When Abortion Becomes Birth Control
There’s a phrase that comes up often in conversations about abortion: “abortion as birth control.” It’s what we’re seeing here. Not a tragic exception. Not a rare medical emergency. Just something routine, predictable. Even expected.
This is not a fringe phenomenon. It’s becoming mainstream. In fact, the idea that abortion should be rare is now seen by some as offensive. The pro-abortion movement used to say, “safe, legal, and rare.” Now, “rare” is increasingly seen as a stigma. The new narrative says we shouldn’t feel weird about any abortion, not even the fifth, or the ones we can’t remember. To question that is to “stigmatize.”
When we treat abortion as just another tool in the sexual health toolbox, as the backup plan after contraception fails or isn’t used at all, we’re not empowering women. We’re failing them. We aren’t only dehumanizing their children, we are dehumanizing mothers as well.
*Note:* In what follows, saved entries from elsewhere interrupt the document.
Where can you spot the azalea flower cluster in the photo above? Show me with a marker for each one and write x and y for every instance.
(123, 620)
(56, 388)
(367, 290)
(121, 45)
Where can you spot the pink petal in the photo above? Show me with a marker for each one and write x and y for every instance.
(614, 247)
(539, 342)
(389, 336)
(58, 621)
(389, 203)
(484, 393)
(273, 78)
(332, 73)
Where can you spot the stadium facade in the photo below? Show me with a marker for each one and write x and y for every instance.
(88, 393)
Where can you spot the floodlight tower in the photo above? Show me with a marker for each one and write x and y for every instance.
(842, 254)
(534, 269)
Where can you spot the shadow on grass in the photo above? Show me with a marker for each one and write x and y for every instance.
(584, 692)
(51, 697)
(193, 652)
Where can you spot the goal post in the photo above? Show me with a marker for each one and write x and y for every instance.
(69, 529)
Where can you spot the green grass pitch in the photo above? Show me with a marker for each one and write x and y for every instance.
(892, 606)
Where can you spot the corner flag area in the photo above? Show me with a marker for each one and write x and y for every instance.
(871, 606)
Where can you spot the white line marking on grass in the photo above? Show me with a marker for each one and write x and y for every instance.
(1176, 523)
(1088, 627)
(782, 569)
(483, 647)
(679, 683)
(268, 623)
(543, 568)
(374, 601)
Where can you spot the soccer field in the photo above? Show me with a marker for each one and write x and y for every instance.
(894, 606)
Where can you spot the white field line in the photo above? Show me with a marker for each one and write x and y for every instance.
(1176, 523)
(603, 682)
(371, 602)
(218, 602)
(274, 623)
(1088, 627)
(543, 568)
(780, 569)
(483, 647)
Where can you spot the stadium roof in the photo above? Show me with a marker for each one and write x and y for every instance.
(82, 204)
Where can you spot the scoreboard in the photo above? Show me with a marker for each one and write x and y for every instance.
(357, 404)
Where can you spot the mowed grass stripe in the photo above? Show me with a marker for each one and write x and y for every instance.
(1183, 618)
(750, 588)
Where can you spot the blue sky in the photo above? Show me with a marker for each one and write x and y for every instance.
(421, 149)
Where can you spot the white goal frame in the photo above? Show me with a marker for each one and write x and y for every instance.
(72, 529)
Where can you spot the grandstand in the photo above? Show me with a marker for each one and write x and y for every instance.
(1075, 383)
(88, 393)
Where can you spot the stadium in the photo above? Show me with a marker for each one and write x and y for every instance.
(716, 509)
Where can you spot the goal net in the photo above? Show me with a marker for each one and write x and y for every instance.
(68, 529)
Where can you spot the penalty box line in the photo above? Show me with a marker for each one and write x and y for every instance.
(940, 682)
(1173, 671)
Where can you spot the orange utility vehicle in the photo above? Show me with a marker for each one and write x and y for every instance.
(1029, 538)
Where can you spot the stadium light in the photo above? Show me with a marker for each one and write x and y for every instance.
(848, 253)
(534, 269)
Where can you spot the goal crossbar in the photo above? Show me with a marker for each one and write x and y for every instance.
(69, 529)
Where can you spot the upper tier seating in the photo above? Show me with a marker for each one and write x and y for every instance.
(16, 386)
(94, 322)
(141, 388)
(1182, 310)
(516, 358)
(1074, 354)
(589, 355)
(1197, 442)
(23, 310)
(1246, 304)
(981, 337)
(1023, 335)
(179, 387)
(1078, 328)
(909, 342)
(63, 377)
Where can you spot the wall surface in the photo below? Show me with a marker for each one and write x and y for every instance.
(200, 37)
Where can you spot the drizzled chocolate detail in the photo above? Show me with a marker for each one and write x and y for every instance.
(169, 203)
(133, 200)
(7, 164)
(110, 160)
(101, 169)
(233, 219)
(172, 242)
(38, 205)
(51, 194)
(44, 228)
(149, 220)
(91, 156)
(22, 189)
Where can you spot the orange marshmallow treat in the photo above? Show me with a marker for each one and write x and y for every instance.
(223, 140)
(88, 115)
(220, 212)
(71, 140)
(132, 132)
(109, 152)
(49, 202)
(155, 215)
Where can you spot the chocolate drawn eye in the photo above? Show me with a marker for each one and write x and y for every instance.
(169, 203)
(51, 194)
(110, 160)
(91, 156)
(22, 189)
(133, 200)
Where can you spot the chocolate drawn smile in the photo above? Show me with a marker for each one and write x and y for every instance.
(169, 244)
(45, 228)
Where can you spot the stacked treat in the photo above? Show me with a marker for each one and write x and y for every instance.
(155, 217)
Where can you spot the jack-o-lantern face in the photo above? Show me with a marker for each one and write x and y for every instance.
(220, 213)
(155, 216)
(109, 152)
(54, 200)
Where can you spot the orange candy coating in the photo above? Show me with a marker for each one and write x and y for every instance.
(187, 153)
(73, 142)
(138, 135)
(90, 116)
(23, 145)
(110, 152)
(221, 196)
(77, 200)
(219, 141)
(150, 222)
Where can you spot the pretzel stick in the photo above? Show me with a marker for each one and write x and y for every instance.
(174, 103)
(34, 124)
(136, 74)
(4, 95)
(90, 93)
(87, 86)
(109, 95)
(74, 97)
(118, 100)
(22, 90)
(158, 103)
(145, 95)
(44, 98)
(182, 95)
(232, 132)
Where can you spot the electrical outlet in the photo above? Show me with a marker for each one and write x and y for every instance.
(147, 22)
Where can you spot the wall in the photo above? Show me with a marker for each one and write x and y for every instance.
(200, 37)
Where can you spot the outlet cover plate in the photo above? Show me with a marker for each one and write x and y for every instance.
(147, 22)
What a Consistent Life Ethic Says
At Rehumanize International, we don’t respond to stories like Lily Allen’s with rage or ridicule. That’s not who we are. We respond with heart and compassion. Because the reality is, she’s not the villain here. The villain is the culture of death.
We live in a world that tells women their worth depends on whether they’re desirable, available, and unattached. We tell them to prioritize pleasure, chase success, and avoid consequences. And when a new life gets in the way we offer them a clinic, not a community. We offer them silence, not support.
And so, when someone laughs about losing track of how many abortions they’ve had, the right response isn’t cruelty. It’s grief. Grief for what’s been lost, and for how lost we’ve become.
If every human life has dignity, then that dignity doesn’t depend on whether the mother feels ready. It doesn’t depend on whether the father sticks around. It doesn’t depend on the circumstances. And that dignity doesn’t disappear just because the pregnancy is inconvenient. Or unplanned. Or even unwelcome.
But here’s the kicker: a woman’s dignity doesn’t disappear either. We affirm both. Always.
We Want More for Women
We don’t want shame; we want healing. We don’t want control; we want compassion. We don’t want to punish women who’ve been abandoned, pressured, or misled; we want to build a world where they never feel they have to choose between their child and their future.
Being consistently pro life is not about controlling women. It’s about rehumanizing the unborn. It’s about rehumanizing women in crisis. It’s about rehumanizing ourselves.
Let’s build a world where no one has to forget how many abortions they’ve had because they never felt like that was the only way out.